Under the Consumer Directed Care model, your Home Care Package is yours to spend as you like. You choose a home care provider, and you advise them on the support services you want to spend your budget on.
In most cases, the provider will assign a person to be responsible for all aspects of your package – managing the budget, finding the right services, hiring and paying the service providers. Different providers give them different names – coordinators, case managers or care advisors – but they all provide what is known as ‘provider directed case management’.
There are two important things to know about this. Firstly, these case managers, naturally, cost money – up to as much as 30% of your package. And secondly, as you are ultimately in charge of your package, you can choose how much to spend on this service – or whether to use it at all.
What do case managers do?
Managing your budget and organising your services is a case manger’s chief role. But it doesn’t stop there. Your case manager (who will most often come from a nursing or social work background) should have a holistic and goal-directed view of your treatment.

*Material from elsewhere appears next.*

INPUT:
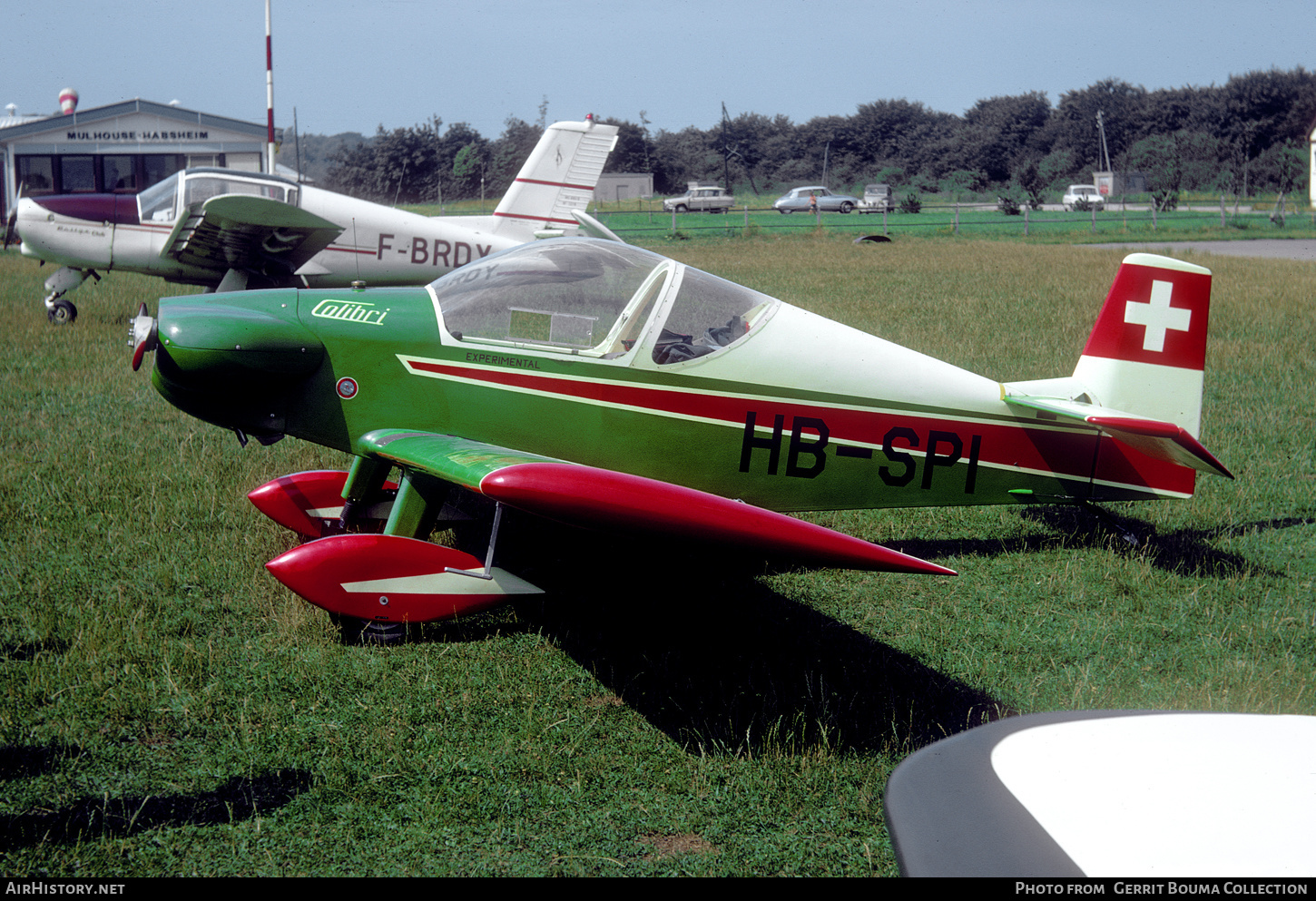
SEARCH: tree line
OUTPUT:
[301,67,1316,207]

They’re responsible for creating an individual care plan for you that takes into account your desired outcomes – where you’re at now, where you want to be, and how you’re going to get there.
They should have good contacts and be able to source high-quality providers of the services you want, as well as being able to suggest services offered by voluntary or community-based organisations. In this way, they should help you get the best value out of your package.
They should keep in touch with you to assess how your services are going and act as an advocate for you with the service providers. And they’ll be managing the admin side of things too – making sure all the services are paid, and that your budget is balanced.
It’s important to remember that while the case manager takes on these responsibilities, the choices about your services and the direction of your care rest ultimately with you – you are in the driver’s seat.
Case management fees
It can be tricky to know exactly how much case management will cost, because home care providers have different ways of calculating the fee. Some charge separate fees for administration and case management, some incorporate them into one single administration fee. Some charge these fees as a percentage of the package, and some charge a flat rate. Whatever their model, they must make these fees transparent so you know how much you’re being charged.
Case management fees can be as high as 30% of your package, but many providers are now introducing tiered options rather than a one-size-fits-all rate. Under the Consumer Directed Care model, should be able to decide the level of involvement you want to have in managing your Home Care Package. So if you feel that your case management needs aren’t as high, look for a provider that will let you pay less for a lighter service. Some providers will simply manage your funds for as little as 10% – leaving the rest of your package available for the services you need.
Do you need case management?
If you have low-level needs, plenty of time on your hands, and even some family support, you may decide to manage your own care plan and coordinate your own services. It can be time-consuming and stressful, and the admin can be complex to navigate. The upside: as much as 20% more to spend on the services you really want. That can translate to hours of care, assistance or feel-good pampering each week.
On the other hand, a good case manager will have tried and tested contacts and know which are the best support providers out there. They should be able to help you wring every cent of value out of your package, and that might offset some of their fee. Especially if you’re on the higher end of the care scale, with greater needs and higher funds to administer (and maybe less energy to do it), having a case manager’s support and guidance can be well worth the expense.
Remember that the level of case management you require is your decision. Be sure to discuss how much support you need, and how much you’ll be paying for it, when you’re deciding on your home care provider.